Der Agraringenieur ist im vergangenen Jahr im Alter von 52 Jahren bei einem Verkehrsunfall ums Leben gekommen. „Es war für uns alle ein Schock“, sagt Behrens. Sein Vorstandsposten werde während der Hauptversammlung am 7. März neu besetzt. Dem Streuobst haben sich Anke Behrens und ihr Mann Volker, der Vorsitzender des Vereins ist, auch privat verschrieben. Das Ehepaar hat eine Streuobstwiese gepachtet und verwertet die Bio-Äpfel zu Apfelsaft und Marmeladen.

„Wir sind beide Büromenschen. Es ist ein Ausgleich – und wir tun so etwas für die Natur“, sagt Volker Behrens. Und, fügte er hinzu, mehr Bio gehe einfach nicht. Die IG Streuobst bewirtschafte derzeit vier Streuobstwiesen mit etwa 350 Bäumen auf Karbener Gemarkung. Auf den Wiesen finde sich die klassische Streuobstpalette mit Äpfeln, Birnen, Kirschen, Mirabellen, Mispel, Speierling und Zwetschgen.

Der Verein habe die Wiesen 2014 übernommen, nachdem jahrzehntelang keine Pflegemaßnahmen erfolgt waren. Mähen, Mulchen, die Stärkung der Bäume durch Leimringe und Stamm-Anstriche sowie Schnittmaßnahmen gehören zu den Pflegemaßnahmen.
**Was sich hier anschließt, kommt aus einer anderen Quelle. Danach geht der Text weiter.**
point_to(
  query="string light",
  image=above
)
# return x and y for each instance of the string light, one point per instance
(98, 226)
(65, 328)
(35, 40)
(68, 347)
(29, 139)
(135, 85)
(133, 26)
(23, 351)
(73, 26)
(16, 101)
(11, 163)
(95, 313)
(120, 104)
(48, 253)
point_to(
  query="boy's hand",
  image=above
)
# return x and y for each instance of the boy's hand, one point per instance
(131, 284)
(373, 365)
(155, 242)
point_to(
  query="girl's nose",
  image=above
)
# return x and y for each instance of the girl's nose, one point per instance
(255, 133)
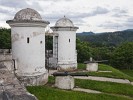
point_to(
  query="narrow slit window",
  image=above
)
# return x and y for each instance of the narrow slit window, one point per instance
(28, 39)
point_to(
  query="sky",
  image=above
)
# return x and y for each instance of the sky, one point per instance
(89, 15)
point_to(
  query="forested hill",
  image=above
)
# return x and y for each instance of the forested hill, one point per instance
(108, 38)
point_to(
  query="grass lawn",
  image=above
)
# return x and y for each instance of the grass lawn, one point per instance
(114, 74)
(49, 93)
(107, 87)
(128, 72)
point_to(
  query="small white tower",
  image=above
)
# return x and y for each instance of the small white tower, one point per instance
(28, 46)
(64, 45)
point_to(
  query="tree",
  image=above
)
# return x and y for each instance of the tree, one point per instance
(122, 57)
(83, 51)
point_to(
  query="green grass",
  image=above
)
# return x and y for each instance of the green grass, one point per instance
(81, 66)
(114, 74)
(107, 87)
(128, 72)
(49, 93)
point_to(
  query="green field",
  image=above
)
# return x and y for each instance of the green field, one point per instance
(107, 87)
(49, 93)
(114, 74)
(110, 90)
(128, 72)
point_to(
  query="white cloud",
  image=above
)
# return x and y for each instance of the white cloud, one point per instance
(89, 15)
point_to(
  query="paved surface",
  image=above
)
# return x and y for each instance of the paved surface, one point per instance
(10, 88)
(104, 79)
(86, 90)
(51, 72)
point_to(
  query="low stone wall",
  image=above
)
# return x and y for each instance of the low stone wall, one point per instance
(64, 82)
(10, 88)
(92, 67)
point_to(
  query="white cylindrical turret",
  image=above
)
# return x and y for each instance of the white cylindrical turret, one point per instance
(64, 45)
(28, 46)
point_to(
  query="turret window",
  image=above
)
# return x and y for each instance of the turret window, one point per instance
(28, 39)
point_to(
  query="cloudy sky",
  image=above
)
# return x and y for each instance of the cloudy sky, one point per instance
(88, 15)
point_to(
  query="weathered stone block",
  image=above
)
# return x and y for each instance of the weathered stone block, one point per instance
(64, 82)
(34, 80)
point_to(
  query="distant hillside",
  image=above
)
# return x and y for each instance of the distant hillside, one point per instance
(108, 38)
(85, 33)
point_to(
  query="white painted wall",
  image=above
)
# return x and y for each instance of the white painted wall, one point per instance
(30, 57)
(66, 50)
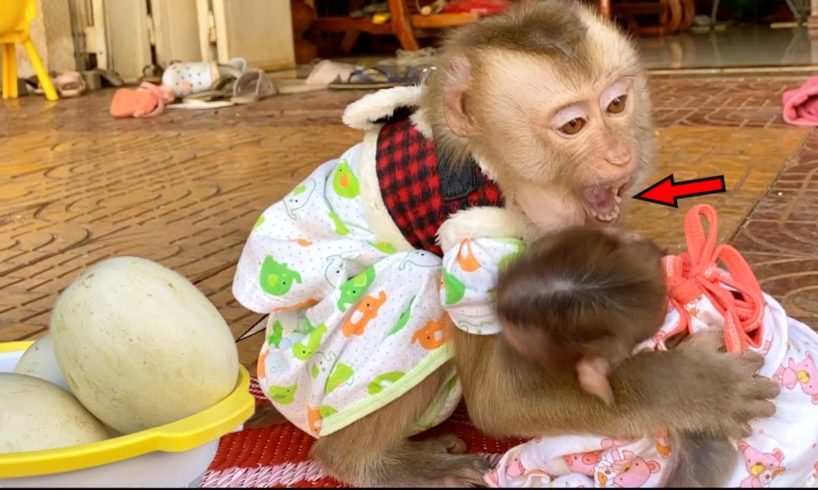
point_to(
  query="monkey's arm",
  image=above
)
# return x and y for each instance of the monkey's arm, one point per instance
(470, 269)
(694, 387)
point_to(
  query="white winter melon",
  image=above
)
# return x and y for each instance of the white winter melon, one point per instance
(39, 361)
(140, 346)
(36, 415)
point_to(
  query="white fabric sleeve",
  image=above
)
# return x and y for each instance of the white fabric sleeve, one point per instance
(470, 271)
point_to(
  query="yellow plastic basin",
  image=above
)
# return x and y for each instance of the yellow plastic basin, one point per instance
(184, 435)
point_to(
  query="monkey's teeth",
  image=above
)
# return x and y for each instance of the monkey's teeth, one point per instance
(607, 217)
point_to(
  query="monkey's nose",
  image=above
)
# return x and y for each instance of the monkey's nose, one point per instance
(618, 156)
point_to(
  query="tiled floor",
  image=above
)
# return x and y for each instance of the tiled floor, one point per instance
(77, 186)
(736, 45)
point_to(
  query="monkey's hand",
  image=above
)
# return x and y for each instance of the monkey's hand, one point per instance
(711, 391)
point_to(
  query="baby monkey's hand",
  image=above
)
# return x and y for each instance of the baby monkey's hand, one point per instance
(727, 392)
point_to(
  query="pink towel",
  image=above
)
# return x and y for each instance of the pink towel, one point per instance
(801, 104)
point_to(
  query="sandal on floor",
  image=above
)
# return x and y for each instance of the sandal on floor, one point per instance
(70, 84)
(188, 78)
(152, 74)
(252, 86)
(198, 104)
(34, 83)
(375, 78)
(147, 100)
(322, 74)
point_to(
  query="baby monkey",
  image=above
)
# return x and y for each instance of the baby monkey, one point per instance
(577, 302)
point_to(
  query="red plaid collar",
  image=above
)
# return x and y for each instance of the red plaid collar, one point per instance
(419, 192)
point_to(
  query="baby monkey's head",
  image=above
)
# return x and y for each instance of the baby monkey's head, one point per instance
(581, 299)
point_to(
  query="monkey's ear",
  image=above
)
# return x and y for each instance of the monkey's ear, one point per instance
(454, 97)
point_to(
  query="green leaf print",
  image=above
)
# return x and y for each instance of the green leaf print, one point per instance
(304, 349)
(282, 394)
(403, 319)
(344, 181)
(385, 247)
(277, 279)
(340, 227)
(338, 376)
(455, 290)
(382, 381)
(275, 337)
(511, 256)
(355, 288)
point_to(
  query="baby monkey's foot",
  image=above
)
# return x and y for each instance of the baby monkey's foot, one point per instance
(442, 462)
(450, 444)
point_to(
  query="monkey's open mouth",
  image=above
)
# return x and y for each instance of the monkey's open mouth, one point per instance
(602, 200)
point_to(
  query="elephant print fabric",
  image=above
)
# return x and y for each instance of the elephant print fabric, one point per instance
(353, 321)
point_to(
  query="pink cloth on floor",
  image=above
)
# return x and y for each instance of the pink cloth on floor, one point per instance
(801, 104)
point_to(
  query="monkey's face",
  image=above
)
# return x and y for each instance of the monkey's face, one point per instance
(564, 127)
(564, 141)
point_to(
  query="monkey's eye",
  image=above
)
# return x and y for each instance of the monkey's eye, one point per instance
(573, 126)
(617, 105)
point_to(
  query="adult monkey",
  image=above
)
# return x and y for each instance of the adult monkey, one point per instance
(535, 120)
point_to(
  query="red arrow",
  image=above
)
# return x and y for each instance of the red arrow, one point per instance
(667, 191)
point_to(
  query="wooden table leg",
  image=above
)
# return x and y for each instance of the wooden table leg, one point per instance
(402, 25)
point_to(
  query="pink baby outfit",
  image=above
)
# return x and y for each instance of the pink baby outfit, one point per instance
(782, 450)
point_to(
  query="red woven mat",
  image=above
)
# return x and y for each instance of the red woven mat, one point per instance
(277, 456)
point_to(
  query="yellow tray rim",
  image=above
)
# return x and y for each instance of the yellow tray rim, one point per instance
(179, 436)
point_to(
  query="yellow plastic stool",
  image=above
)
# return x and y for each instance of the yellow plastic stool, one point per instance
(15, 18)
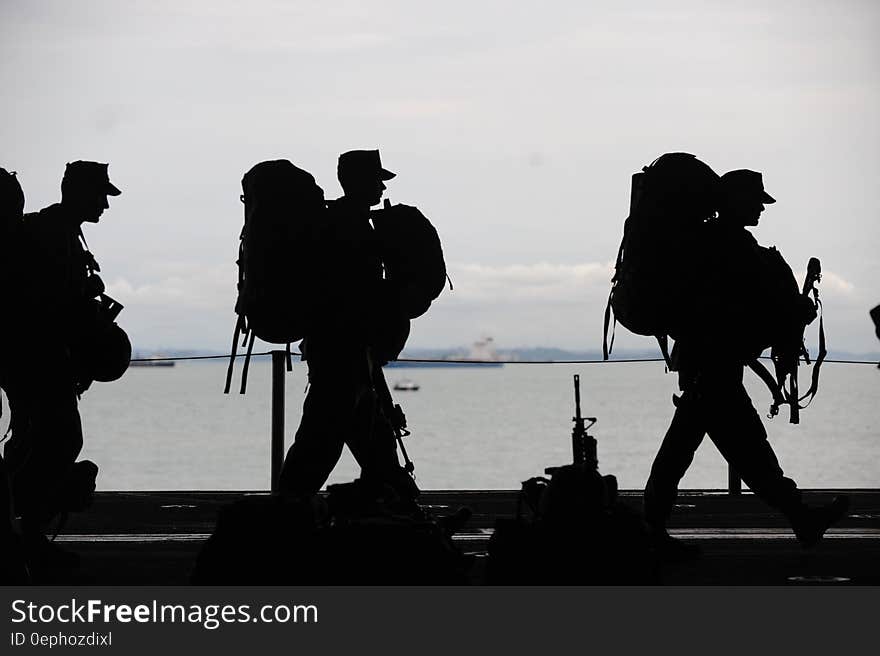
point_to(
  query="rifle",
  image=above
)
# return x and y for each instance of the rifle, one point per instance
(393, 413)
(787, 359)
(583, 445)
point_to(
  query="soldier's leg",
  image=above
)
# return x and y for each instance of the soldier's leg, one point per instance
(737, 431)
(328, 416)
(676, 454)
(42, 455)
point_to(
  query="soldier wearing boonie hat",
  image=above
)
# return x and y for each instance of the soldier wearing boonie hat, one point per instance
(56, 316)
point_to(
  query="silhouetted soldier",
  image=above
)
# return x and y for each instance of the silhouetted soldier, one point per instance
(710, 365)
(347, 345)
(12, 564)
(58, 283)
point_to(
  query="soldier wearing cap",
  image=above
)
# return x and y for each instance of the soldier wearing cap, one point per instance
(344, 347)
(61, 278)
(710, 365)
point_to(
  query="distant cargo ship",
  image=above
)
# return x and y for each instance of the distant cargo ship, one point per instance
(481, 354)
(139, 361)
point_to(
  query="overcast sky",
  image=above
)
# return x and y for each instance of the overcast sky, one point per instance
(515, 127)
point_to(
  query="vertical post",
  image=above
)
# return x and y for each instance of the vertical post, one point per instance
(734, 483)
(279, 361)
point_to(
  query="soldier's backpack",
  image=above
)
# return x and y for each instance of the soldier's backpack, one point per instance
(282, 208)
(657, 273)
(412, 256)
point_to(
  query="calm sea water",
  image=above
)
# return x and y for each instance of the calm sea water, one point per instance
(173, 428)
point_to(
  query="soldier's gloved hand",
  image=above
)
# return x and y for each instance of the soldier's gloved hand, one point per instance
(94, 286)
(807, 310)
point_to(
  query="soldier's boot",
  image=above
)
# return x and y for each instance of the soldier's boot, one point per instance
(810, 524)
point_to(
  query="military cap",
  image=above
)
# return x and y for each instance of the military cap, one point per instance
(93, 174)
(362, 164)
(743, 182)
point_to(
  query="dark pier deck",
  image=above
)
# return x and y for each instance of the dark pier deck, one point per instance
(152, 538)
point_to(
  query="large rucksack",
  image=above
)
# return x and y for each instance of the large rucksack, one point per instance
(11, 211)
(282, 208)
(412, 256)
(659, 262)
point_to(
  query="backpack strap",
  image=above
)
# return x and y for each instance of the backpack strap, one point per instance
(772, 384)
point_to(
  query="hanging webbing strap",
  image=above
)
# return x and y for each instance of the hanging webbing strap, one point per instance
(606, 347)
(810, 394)
(249, 336)
(663, 342)
(233, 352)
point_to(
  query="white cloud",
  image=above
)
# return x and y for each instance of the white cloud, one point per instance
(542, 282)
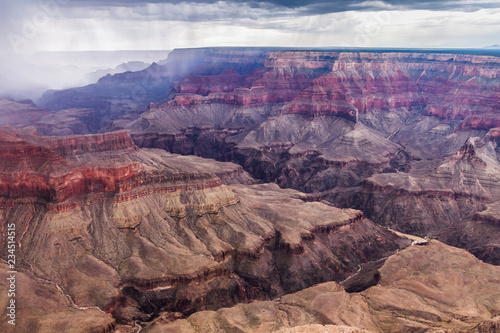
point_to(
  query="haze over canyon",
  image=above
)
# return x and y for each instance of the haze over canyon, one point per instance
(259, 190)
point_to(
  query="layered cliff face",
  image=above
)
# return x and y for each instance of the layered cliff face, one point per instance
(139, 232)
(407, 140)
(420, 289)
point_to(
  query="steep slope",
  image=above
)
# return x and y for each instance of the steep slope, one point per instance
(445, 199)
(384, 132)
(431, 288)
(139, 232)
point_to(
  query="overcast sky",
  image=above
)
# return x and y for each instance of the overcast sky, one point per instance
(28, 26)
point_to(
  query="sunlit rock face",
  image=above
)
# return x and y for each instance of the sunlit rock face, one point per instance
(138, 232)
(252, 190)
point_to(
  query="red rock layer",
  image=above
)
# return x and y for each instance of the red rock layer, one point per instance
(450, 86)
(31, 171)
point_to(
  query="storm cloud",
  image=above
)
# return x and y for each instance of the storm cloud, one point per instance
(28, 26)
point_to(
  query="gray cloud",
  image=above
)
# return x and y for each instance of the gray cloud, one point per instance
(319, 6)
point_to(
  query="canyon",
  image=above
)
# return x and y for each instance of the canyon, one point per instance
(261, 190)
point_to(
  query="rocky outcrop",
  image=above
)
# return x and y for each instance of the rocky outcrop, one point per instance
(421, 288)
(139, 232)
Warum man wie schneiden soll und wie nicht, das wollten auch die meisten Teilnehmer des Kurses lernen. „Mein Vater und ich haben einen Schrebergarten mit Apfelbäumen. Ich versuche so viel wie möglich über die Pflege zu erfahren“, sagt Nora Wehner aus Dietzenbach. Eberhard Klein aus Oberursel hat in Okarben eine Streuobstwiese gepachtet. „Ich möchte Äpfel aus eigenem Bestand haben, um Apfelwein zu produzieren.“ Dorothea Schölzel hat eine Obstbaum-Patenschaft für zwei Apfelbäume in Altenstadt übernommen, um deren Pflege sie sich kümmert. Da kommt ihr der Kurs gerade recht.

Masse und Vielfalt

Einen ähnlichen Grund gibt auch Birgit Scharnagel aus Karben an. Sie besitzt drei Obstbäume im eigenen Garten und traut sich bisher nicht an deren Schnitt heran. Im Lehrgarten zeigt Müller die richtige Vorgehensweise. „Vor dem Schnitt erst die Leitäste festlegen“, sagt er und zeigt dies an einem Hochstamm, der zur Erntezeit einen Weißen Winterglockenapfel trägt. Alle Äste, die über die Waagerechte nach unten gingen, würden Fruchtholz, erinnert er und warnt davor, starke Äste herunter zu biegen.

Ideal sei es, den Baum in eine Harmonie zwischen Ertrag und Zuwachs zu bringen. Sinnvoll sei der Erziehungsschnitt mit drei bis vier Leitästen unten und die Verlängerung als Spindel nach oben, mit Fruchtästen. „Die Spitze sollte über dem Leitast stehen“, sagt Müller und steigt zur Korrektur auf die Leiter. „Die Masse und die Vielfalt macht den Lebensraum Streuobstwiese aus. Sowohl gepflegte als auch ungepflegte Bäume sind wichtig“, sagt der Gartenmeister. Beim Pflanzen von Bäumen müsse man in die Zukunft denken.

Streuobstwiesen seien wieder im Kommen. Es werde viel gepflanzt, doch „Pflegekräfte“ fehlten. Junge Leute pflanzten wieder Apfelbäume, um eigenen Apfelwein zu produzieren. Der erlebe seit etwa 15 Jahren eine Renaissance. Doch, schränkt er ein, nur zehn Prozent der gepflanzten Hochstämme überlebten die nächste Generation. Die ersten zehn Jahre müsse ein Baum intensiv gepflegt werden.